Watts hat nichts gegen seine Arbeit, er mag es, Dinge zu bauen. Wenn er jedoch könnte, würde er sich zu hundert Prozent auf Kunst und Architektur konzentrieren. „Stell dir vor, wie viel Kunst geschaffen, wie viele Erfindungen erdacht würden, wenn alle Menschen ein Grundeinkommen bekämen, so wie ich. Man schafft Dinge, weil man sie erschaffen will, nicht weil man es muss.“
Watts ist einer von 190 Künstler:innen, die zwischen 2021 und 2022 über ein Programm der Stadt San Francisco und des Kunstzentrums Yerba Buena Center for the Arts 1.000 Dollar pro Monat bekommen. Wie sie das Geld ausgeben, ist ihnen überlassen. Das Projekt läuft in zwei verschiedenen Phasen: In der ersten mussten Bewerber:innen nachweisen, dass sie über kein hohes Einkommen verfügen. In der zweiten wurden Kunstschaffende von einer Initiative aus verschiedenen Organisationen in San Francisco nominiert, die Minderheiten im Kreativsektor vertreten, etwa die Black Freighter Press und das Chinese Culture Center of San Francisco.

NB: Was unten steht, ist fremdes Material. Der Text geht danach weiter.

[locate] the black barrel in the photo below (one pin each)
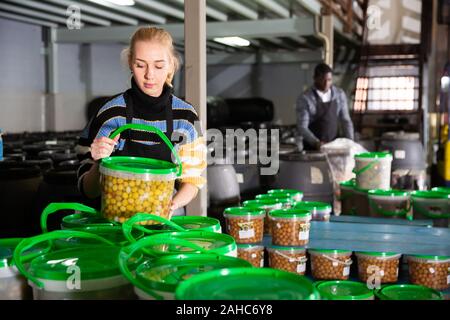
(406, 149)
(308, 172)
(19, 185)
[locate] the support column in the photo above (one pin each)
(195, 75)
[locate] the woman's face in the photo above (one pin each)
(151, 64)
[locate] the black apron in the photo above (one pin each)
(325, 125)
(135, 149)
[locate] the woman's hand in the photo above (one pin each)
(103, 147)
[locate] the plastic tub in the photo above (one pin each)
(373, 170)
(133, 184)
(381, 265)
(296, 195)
(431, 204)
(157, 279)
(290, 227)
(254, 254)
(268, 205)
(320, 211)
(89, 272)
(247, 284)
(191, 242)
(389, 203)
(290, 259)
(408, 292)
(330, 264)
(285, 200)
(346, 197)
(429, 271)
(245, 224)
(344, 290)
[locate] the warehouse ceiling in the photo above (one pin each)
(99, 16)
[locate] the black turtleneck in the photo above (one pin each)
(144, 104)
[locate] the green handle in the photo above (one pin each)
(30, 242)
(128, 225)
(127, 252)
(402, 213)
(55, 207)
(148, 128)
(365, 168)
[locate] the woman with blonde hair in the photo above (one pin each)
(153, 62)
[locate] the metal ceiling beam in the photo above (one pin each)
(248, 58)
(159, 6)
(210, 12)
(274, 7)
(31, 13)
(247, 29)
(96, 11)
(239, 8)
(60, 11)
(142, 14)
(28, 20)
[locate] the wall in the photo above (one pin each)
(22, 77)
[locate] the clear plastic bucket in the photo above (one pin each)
(373, 170)
(134, 184)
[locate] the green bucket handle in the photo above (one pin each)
(402, 213)
(55, 207)
(127, 252)
(128, 225)
(54, 235)
(144, 127)
(365, 168)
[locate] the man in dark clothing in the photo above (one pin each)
(321, 109)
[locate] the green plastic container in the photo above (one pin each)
(82, 272)
(408, 292)
(373, 170)
(320, 211)
(134, 184)
(344, 290)
(157, 279)
(247, 284)
(191, 242)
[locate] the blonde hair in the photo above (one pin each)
(160, 36)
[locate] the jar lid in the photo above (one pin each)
(344, 290)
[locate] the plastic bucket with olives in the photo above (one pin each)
(158, 278)
(135, 184)
(373, 170)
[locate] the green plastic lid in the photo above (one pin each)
(434, 258)
(277, 197)
(82, 220)
(290, 213)
(328, 251)
(217, 243)
(197, 223)
(344, 290)
(377, 254)
(408, 292)
(243, 211)
(247, 284)
(389, 193)
(7, 247)
(94, 262)
(262, 203)
(441, 190)
(429, 195)
(167, 272)
(373, 155)
(312, 205)
(139, 165)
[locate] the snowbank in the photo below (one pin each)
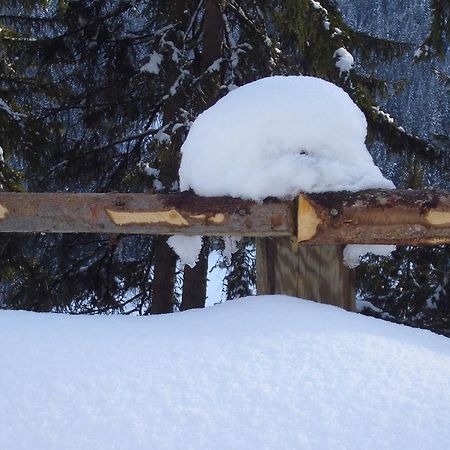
(277, 137)
(258, 373)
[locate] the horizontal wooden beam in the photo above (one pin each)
(333, 218)
(182, 213)
(402, 217)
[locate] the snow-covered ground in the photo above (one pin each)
(257, 373)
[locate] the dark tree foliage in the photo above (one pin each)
(99, 96)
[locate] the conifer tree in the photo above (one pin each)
(99, 96)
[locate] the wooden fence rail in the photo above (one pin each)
(370, 217)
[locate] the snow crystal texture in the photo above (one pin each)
(276, 137)
(257, 373)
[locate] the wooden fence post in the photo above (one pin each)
(312, 272)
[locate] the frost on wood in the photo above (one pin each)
(187, 248)
(277, 137)
(280, 136)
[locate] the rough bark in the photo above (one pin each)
(195, 281)
(163, 278)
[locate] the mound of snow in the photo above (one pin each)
(256, 373)
(277, 137)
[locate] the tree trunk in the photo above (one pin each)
(164, 278)
(312, 272)
(195, 280)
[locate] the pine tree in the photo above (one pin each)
(99, 96)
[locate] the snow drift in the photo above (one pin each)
(256, 373)
(276, 137)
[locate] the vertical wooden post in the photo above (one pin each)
(312, 272)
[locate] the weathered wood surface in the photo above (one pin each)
(311, 272)
(402, 217)
(182, 213)
(370, 217)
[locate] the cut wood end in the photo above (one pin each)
(217, 218)
(171, 217)
(3, 212)
(307, 220)
(438, 218)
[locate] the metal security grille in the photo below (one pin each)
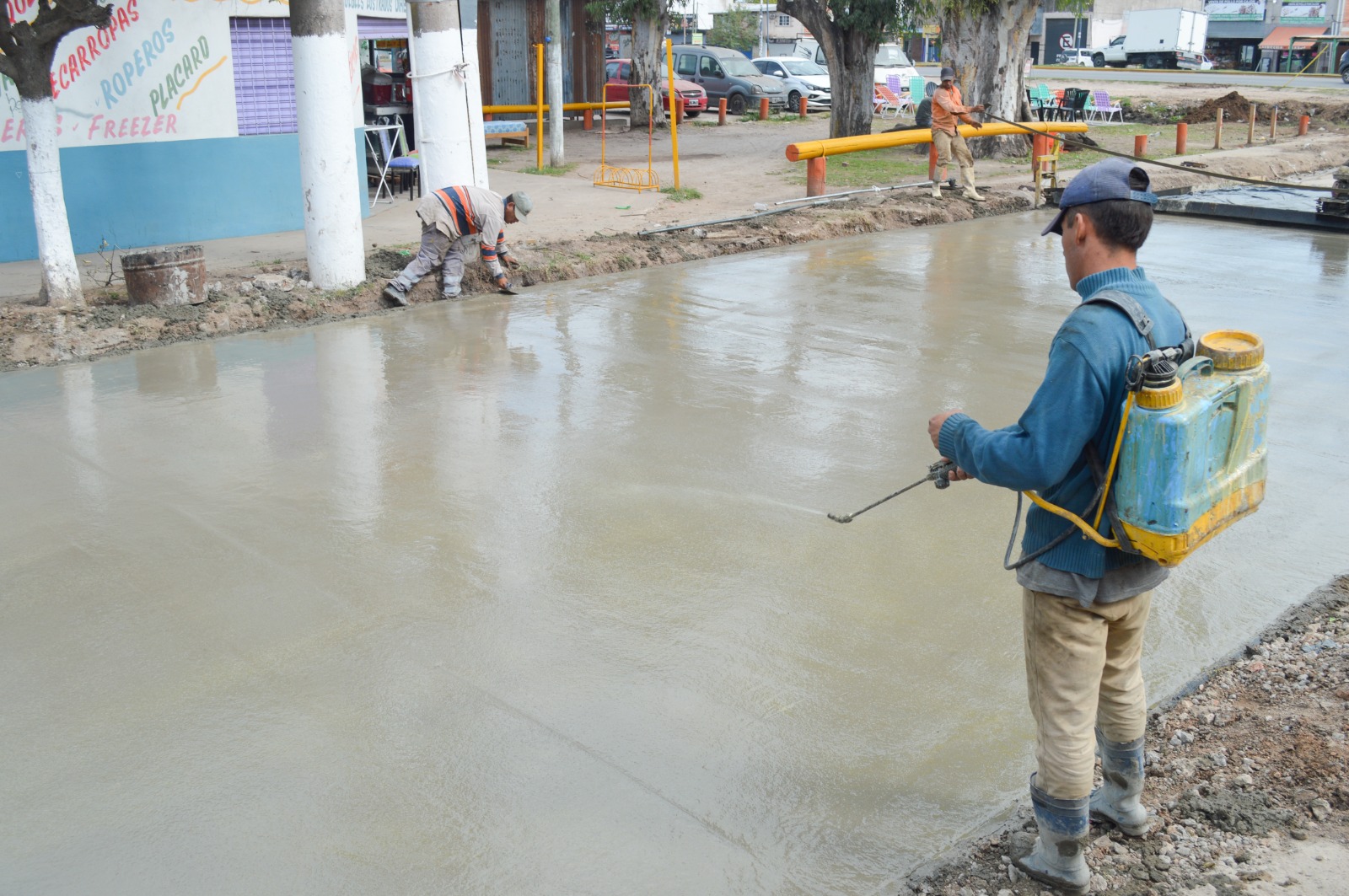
(373, 29)
(265, 76)
(510, 47)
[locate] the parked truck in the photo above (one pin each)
(1158, 40)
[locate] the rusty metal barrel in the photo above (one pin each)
(175, 276)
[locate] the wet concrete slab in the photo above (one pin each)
(540, 593)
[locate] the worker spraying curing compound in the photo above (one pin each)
(1182, 439)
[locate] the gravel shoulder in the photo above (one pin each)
(1245, 770)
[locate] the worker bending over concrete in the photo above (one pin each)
(948, 115)
(455, 220)
(1083, 606)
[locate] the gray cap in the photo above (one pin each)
(1110, 180)
(524, 206)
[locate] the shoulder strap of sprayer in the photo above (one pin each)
(1133, 311)
(1143, 323)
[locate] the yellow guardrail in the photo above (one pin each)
(840, 145)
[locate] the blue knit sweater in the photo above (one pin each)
(1078, 402)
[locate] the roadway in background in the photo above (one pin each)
(1155, 76)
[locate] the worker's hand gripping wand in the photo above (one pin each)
(938, 473)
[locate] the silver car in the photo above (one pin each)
(802, 78)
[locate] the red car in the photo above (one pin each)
(615, 88)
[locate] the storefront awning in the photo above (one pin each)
(374, 29)
(1279, 38)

Finanziert wird das Projekt in der ersten Phase aus dem Haushalt der Stadt. San Franciscos Bürgermeisterin London Breed ist Mitglied der Initiative Mayors for a Guaranteed Income, eines bundesweiten Zusammenschlusses von Bürgermeister:innen, die in ihren Städten Pilotprojekte zum Grundeinkommen gestartet haben. Zwischen 2019 und 2020 haben in den USA laut Daten des Pew Research Centers 9,6 Millionen Menschen ihre Arbeit verloren – und damit Lebensgrundlage und Krankenversicherung. Überwiegend betroffen sind People of Color und Frauen. Doch in den USA herrschen nicht erst seit der Coronakrise Armut und Ungleichheit. Zwar ist das Land auf dem Papier die zweitreichste Nation und die größte Volkswirtschaft der Welt, doch dieses Vermögen steckt in sehr wenigen Taschen. Laut der Organisation für wirtschaftliche Zusammenarbeit und Entwicklung (OECD) gibt es in den USA die größte Einkommensungleichheit aller G7-Nationen. Eine Analyse der konservativen Financial Times von 2022 bezeichnete die Nation als ein „armes Land mit ein paar sehr reichen Leuten“. Laut aktuellem UN-Ranking, in dem es um die Einhaltung der Ziele für nachhaltige Entwicklung geht, sind die USA weltweit nur auf Rang 41 und belegen damit den Platz hinter Kuba.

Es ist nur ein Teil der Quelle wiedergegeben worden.